The 100, Kass Morgan

Sono secoli che gli uomini vivono nello spazio senza tornare sulla Terra. In seguito a una devastante guerra atomica i sopravvissuti si sono imbarcati su tre navi spaziali e i loro discendenti sono ancora chiusi lì dentro. Tuttavia pare giunto il momento di andare in ricognizione. A essere spediti sulla Terra per capire se sia di nuovo vivibile sono in cento: ragazzi considerati delinquenti dal regime poliziesco che vige sotto la guida del Cancelliere. Alle prese con una natura magnifica e selvaggia e tormentati dai segreti che si annidano nel loro passato, i 100 sulla Terra devono lottare per sopravvivere. Non sono eroi, ma potrebbero essere l’unica speranza rimasta al genere umano.

Tagliamo la testa al toro in apertura di recensione: io la serie televisiva tratta dai romanzi di Kass Morgan, che in tanti dicono essere decisamente meglio dei libri, non l’ho ancora vista, quindi mi è impossibile fare paragoni. Quello che posso fare è parlare del “The 100” cartaceo per come l’ho percepito io, senza pregiudizi o necessità di confrontare a ogni costo.

Iniziamo dalla trama. Di distopie, ultimamente, se ne leggono tante, quindi cadere nel banale o nel già letto è sempre più un’impresa. Kass Morgan si è ritagliata una sua strada particolare unendo ai tratti più usati e abusati del genere distopico (protagonista femminile, potere centrale “cattivo”, mondo post-apocalittico) elementi mutuati dalla fantascienza (navicelle spaziali, umanità trapiantata nello spazio, nuove tecnologie) che finiscono per attenuare molto il senso di già visto, già letto.

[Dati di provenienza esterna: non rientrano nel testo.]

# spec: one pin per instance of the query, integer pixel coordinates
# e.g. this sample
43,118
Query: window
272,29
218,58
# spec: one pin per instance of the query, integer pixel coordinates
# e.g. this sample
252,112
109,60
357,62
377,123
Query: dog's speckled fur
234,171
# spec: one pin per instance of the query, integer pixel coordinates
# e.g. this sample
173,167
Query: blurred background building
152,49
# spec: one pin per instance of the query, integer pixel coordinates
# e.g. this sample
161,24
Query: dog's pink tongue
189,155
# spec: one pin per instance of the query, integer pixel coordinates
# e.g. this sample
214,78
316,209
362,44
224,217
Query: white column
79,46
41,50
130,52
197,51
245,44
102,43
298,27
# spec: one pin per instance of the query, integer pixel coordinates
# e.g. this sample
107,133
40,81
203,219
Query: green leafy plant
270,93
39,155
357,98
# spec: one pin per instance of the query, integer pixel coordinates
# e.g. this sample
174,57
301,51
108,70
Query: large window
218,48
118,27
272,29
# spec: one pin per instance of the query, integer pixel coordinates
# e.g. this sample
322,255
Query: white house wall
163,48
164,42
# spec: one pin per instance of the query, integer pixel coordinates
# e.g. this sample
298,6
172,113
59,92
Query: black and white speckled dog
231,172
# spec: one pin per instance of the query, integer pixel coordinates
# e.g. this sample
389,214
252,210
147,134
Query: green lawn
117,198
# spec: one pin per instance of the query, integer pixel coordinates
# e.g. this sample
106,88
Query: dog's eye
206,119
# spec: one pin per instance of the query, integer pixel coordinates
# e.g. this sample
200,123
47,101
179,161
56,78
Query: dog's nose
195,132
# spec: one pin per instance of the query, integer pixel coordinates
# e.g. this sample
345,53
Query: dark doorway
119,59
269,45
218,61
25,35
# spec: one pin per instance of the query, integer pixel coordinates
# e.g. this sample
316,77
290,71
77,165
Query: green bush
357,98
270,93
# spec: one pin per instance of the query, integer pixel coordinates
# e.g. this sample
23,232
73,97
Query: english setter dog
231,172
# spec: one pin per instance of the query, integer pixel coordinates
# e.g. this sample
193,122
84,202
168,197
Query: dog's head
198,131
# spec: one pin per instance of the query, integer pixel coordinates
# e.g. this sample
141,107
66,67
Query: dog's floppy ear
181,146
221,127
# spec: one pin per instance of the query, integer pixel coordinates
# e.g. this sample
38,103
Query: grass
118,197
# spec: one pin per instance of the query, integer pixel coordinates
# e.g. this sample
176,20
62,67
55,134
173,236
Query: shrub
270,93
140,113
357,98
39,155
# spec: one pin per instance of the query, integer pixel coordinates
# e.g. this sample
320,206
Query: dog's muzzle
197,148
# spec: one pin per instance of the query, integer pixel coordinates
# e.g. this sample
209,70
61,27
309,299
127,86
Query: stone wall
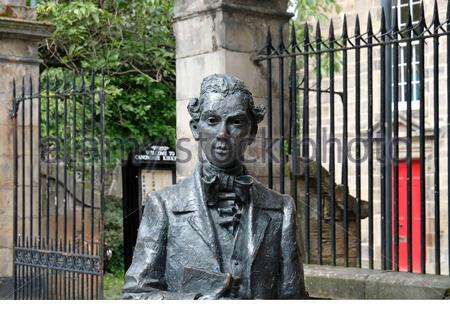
223,36
352,8
19,38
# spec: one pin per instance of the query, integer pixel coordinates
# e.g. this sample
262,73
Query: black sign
154,153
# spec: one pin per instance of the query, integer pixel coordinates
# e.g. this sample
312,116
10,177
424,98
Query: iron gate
58,141
381,90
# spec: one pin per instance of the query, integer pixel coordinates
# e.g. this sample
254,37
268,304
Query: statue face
223,129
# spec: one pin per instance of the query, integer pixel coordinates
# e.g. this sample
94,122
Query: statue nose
223,132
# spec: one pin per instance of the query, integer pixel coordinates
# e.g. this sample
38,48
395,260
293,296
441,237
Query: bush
114,234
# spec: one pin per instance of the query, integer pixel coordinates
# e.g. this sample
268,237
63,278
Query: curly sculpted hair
226,85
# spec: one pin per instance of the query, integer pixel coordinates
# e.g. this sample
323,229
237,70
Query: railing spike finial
331,31
318,32
280,39
448,10
293,35
306,33
369,24
383,21
409,23
344,28
357,26
395,20
268,38
436,14
422,14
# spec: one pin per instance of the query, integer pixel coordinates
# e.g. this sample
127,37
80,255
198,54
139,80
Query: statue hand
217,294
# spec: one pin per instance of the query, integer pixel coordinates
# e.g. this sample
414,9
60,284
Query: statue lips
221,148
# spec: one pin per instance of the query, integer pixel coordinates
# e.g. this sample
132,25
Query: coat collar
256,223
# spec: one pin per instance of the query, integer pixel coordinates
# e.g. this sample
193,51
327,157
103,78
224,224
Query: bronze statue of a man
218,234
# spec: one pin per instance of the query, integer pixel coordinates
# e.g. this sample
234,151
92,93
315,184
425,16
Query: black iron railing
350,87
58,146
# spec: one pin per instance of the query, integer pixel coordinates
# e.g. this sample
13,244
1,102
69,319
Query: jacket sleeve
145,277
292,285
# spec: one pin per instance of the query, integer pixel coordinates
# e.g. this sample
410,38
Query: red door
403,216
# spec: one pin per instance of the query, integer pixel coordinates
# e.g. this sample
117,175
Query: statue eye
211,120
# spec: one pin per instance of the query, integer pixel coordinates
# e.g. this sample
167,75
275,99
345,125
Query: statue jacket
176,231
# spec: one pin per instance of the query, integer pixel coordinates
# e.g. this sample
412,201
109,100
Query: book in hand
202,281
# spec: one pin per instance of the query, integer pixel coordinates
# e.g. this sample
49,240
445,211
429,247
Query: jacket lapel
200,221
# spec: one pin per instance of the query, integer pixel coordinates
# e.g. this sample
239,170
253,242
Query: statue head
224,119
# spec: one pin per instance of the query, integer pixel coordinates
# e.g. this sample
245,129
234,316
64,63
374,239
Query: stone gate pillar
20,34
223,36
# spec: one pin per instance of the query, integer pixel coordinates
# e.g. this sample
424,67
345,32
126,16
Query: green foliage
113,285
318,11
114,234
132,42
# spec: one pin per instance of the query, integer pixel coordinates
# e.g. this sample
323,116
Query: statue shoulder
271,199
171,193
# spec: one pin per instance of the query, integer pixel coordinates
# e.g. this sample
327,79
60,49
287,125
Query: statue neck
209,169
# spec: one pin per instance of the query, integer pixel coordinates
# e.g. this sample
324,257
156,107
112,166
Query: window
405,6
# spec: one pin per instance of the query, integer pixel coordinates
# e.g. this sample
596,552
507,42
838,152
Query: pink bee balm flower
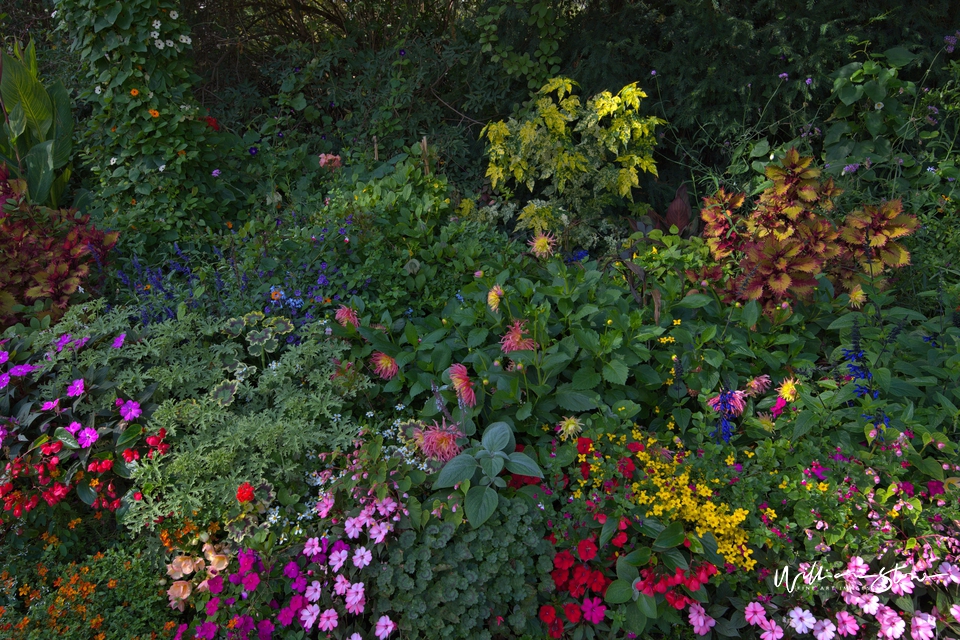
130,410
542,244
923,626
328,620
846,624
758,385
438,441
75,389
755,613
772,631
824,629
384,366
309,615
345,315
514,340
462,384
362,557
87,437
494,296
385,627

Anche se l’architettura generale è interessante, lo sviluppo della storia è tremendamente frettoloso. In quattro e quattr’otto “i 100” sono spediti sulla Terra, cercano di ambientarsi, qualcuno muore, vengono attaccati. Il finale anche arriva troppo presto. Si ha come la sensazione che manchi qualcosa – oppure che il libro andrebbe letto insieme al secondo della trilogia (“The 100. Day 21“) uscito solo di recente nel nostro paese.

L’idea di alternare i punti di vista dei personaggi, che ormai è diventato un po’ una convenzione, funziona comunque perché dà movimento alla storia. Conosciamo quindi l’eroina della storia Clarke, il figlio del cancelliere che per amore si è fatto mandare sulla Terra, Bellamy che per seguire la sorella ha rischiato tutto, Glass.

Quello che proprio non mi ha convinta è il continuo riferimento all’amore. La storia sarebbe stata bella e forte, se non si avesse costantemente la sensazione di trovarsi davanti a un libro scritto e pensato per un pubblico di giovani. Perché calcare la mano sull’elemento young adult? Perché tutti devono essere follemente innamorati, pronti a tutto per la dolce metà? Questo continuo riferimento alla sfera sentimentale finisce per sminuire il resto. Quello che potenzialmente poteva essere un buon romanzo distopico-fantascientifico finisce per banalizzarsi nell’ennesima storia d’amore ai confini del reale, di amore contrastato per cui si è pronti a tutto. Ne avevamo davvero bisogno?